3. Compressor Short-Cycle Control: The control system shall include a program to prevent compressor short-cycling.
4. System Auto-Restart: For start-up after power failure, the system shall provide automatic restart with a programmable (up to 9.9 minutes in 6-second increments) time delay. Programming can be performed either at the unit or from the central site monitoring system.
5. Sequential Load Activation: During start-up, or after power failure, the microprocessor shall sequence operational load activation to minimize inrush current. Systems allowing multiple loads to start simultaneously are unacceptable.

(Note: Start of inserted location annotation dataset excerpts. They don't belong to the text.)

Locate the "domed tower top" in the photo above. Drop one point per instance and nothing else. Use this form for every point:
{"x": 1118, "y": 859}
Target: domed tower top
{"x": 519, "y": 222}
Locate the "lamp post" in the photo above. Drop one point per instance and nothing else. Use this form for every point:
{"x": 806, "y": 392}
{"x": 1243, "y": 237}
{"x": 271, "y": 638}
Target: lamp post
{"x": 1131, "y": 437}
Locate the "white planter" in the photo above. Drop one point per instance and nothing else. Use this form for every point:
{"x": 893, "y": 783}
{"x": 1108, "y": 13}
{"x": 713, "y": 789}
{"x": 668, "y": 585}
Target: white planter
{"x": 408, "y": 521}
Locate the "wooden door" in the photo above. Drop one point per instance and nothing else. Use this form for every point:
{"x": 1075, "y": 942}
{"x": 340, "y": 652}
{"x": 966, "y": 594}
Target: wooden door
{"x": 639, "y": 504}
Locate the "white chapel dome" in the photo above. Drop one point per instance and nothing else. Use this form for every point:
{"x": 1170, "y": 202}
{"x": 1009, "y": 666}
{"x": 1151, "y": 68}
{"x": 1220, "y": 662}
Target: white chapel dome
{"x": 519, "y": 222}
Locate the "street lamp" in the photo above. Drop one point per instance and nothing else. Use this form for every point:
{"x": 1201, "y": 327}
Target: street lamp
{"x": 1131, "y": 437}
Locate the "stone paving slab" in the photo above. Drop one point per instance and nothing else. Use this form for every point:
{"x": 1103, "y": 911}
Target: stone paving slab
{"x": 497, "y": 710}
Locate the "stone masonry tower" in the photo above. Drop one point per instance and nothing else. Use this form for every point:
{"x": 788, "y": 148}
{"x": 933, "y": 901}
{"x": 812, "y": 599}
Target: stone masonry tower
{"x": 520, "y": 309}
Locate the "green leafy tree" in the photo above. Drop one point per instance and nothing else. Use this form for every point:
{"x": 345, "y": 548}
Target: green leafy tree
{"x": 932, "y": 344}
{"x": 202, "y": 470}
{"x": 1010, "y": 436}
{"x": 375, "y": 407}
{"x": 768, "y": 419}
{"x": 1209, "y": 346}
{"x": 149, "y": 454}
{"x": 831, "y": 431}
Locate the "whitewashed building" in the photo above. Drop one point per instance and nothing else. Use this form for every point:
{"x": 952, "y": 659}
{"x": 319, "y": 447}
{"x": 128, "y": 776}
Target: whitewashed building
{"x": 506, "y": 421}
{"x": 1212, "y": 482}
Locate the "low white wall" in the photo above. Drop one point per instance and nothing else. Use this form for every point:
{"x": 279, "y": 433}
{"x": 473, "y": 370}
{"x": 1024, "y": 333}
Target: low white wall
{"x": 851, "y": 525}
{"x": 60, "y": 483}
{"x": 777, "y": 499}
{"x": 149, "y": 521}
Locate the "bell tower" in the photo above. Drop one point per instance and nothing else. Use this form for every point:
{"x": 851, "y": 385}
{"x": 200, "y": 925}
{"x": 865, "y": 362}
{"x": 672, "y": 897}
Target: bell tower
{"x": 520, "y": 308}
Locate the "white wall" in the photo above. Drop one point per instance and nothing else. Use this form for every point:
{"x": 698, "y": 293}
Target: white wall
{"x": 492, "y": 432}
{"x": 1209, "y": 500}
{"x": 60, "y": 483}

6. Front Monitor Display Panel: The microprocessor shall provide a front monitor LCD backlit display panel with 4 rows of 20 characters with adjustable contrast. This display (along with five front mounted control keys) shall be the only operator interface required to obtain all available system information such as room conditions, operational status, alarms, control and alarm setpoints, and all user selections including alarm delays, sensor calibration, DIP switch selections, and diagnostics. All indicators shall be in language form. No symbols or codes shall be acceptable.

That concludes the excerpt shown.